Most efficient way to match a certain number of items in a db.Model ListProperty
-
20-09-2019 - |
Question
In reference to this different but not unrelated question I will borrow the example models.
class Foo(db.Model): bars = db.ListProperty(db.Key)
class Bar(db.Model): pass
If I have a certain Foo entity and I want to get all of the other foo entities also containing a certain bar Key in its bars ListProperty, I would use the following query:
related_foos = Foo.all().filter('bars', bar_entity).fetch(fetch_count)
What about if I want to find all other entities of model kind Foo that have at least N number of matching bar entities? The obvious way to do this with a for-loop would involve drastic inefficiencies, and it might be best to actually change the model itself to make this easier, but it doesn't seem obvious how to do so.
Solution
Given a foo record that has 10 bar_entities and looking for all foo records that have at least 2 of these 10 entities would result in 45 possible equality values 10!/(2!*(10-2)!)=45.

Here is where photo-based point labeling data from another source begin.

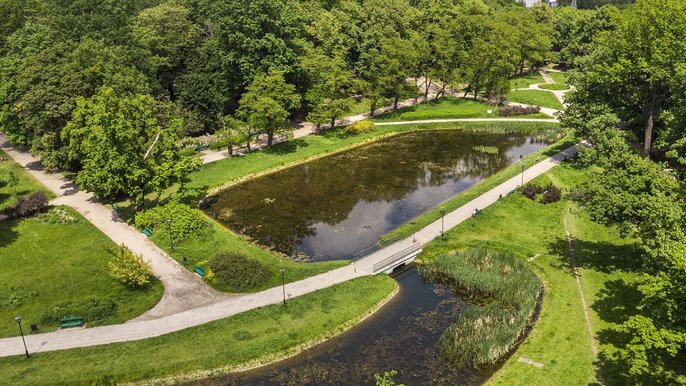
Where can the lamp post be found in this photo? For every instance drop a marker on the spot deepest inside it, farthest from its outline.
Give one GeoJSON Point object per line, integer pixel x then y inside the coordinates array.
{"type": "Point", "coordinates": [21, 331]}
{"type": "Point", "coordinates": [283, 284]}
{"type": "Point", "coordinates": [171, 239]}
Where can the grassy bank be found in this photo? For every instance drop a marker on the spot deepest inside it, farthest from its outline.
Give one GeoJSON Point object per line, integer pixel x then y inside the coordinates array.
{"type": "Point", "coordinates": [448, 108]}
{"type": "Point", "coordinates": [483, 335]}
{"type": "Point", "coordinates": [256, 336]}
{"type": "Point", "coordinates": [535, 98]}
{"type": "Point", "coordinates": [52, 270]}
{"type": "Point", "coordinates": [216, 240]}
{"type": "Point", "coordinates": [475, 191]}
{"type": "Point", "coordinates": [26, 184]}
{"type": "Point", "coordinates": [559, 340]}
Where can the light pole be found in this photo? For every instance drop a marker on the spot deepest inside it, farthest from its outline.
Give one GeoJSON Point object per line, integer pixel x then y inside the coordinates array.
{"type": "Point", "coordinates": [283, 284]}
{"type": "Point", "coordinates": [171, 239]}
{"type": "Point", "coordinates": [21, 331]}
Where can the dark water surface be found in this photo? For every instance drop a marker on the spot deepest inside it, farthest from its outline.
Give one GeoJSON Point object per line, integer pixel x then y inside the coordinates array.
{"type": "Point", "coordinates": [402, 336]}
{"type": "Point", "coordinates": [337, 207]}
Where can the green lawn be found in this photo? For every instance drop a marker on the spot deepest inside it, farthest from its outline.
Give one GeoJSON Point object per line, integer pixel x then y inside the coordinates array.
{"type": "Point", "coordinates": [26, 183]}
{"type": "Point", "coordinates": [448, 108]}
{"type": "Point", "coordinates": [524, 81]}
{"type": "Point", "coordinates": [558, 77]}
{"type": "Point", "coordinates": [47, 266]}
{"type": "Point", "coordinates": [535, 98]}
{"type": "Point", "coordinates": [559, 339]}
{"type": "Point", "coordinates": [217, 240]}
{"type": "Point", "coordinates": [258, 335]}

This can be deduced in 10_C_(2-1)=10 reads.
SELECT * from table WHERE bar="1" AND bar in ["2", "3", "4", "5", "6", "7", "8", "9", "0"]
SELECT * from table WHERE bar="2" AND bar in ["3", "4", "5", "6", "7", "8", "9", "0"]
SELECT * from table WHERE bar="3" AND bar in ["4", "5", "6", "7", "8", "9", "0"]
etc.
To reduce this to one read would require that when a foo record is added you populate a separate table that had all the 2 combinations for a given record.
Say you had
foo_table
foo1 [1, 2, 3, 4, 5, 6, 7, 8, 9, 0]
foo2 [1, 3, 4]
foo3 [1, 2, a]
foo4 [b, 6, c]
foo_combo_2_table
Parent Combination
foo1 12
foo1 13
... and all 45 foo1 combinations each in its own row
foo2 13
foo2 14
foo2 34
foo3 12
foo3 1a
foo3 2a
etc.
Now you can do a
indexes = SELECT __KEY__ from foo_combo_2_table WHERE combination IN [12, 13, 14, 15, ... all 45]
keys = [k.parent() for k in indexes] # you would need to filter for duplicates
This way you wont get into any exploding index issues.
If you also wanted to do any 3 or any 4 entities than for each of these you would need to create a foo_combo_n_table or do a 10_C_(n-1) number of reads.
OTHER TIPS
You can simply apply the same filter repeatedly:
related_foos = Foo.all().filter('bars', bar_entity).filter('bars', bar_entity_2).fetch(fetch_count)
Or, data-driven:
q = Foo.all()
for bar in bar_entities:
q.filter('bars', bar)
related_foos = q.fetch(fetch_count)
If you don't apply any inequalities or sort orders to the query, the datastore will be able to execute the queries using the built in indexes and the merge join strategy, regardless of how many filters you apply. If you need an inequality or sort order, however, you'll need to have an index for each number of bars you might want to filter on, which leads to exploding indexes (and so is best avoided!)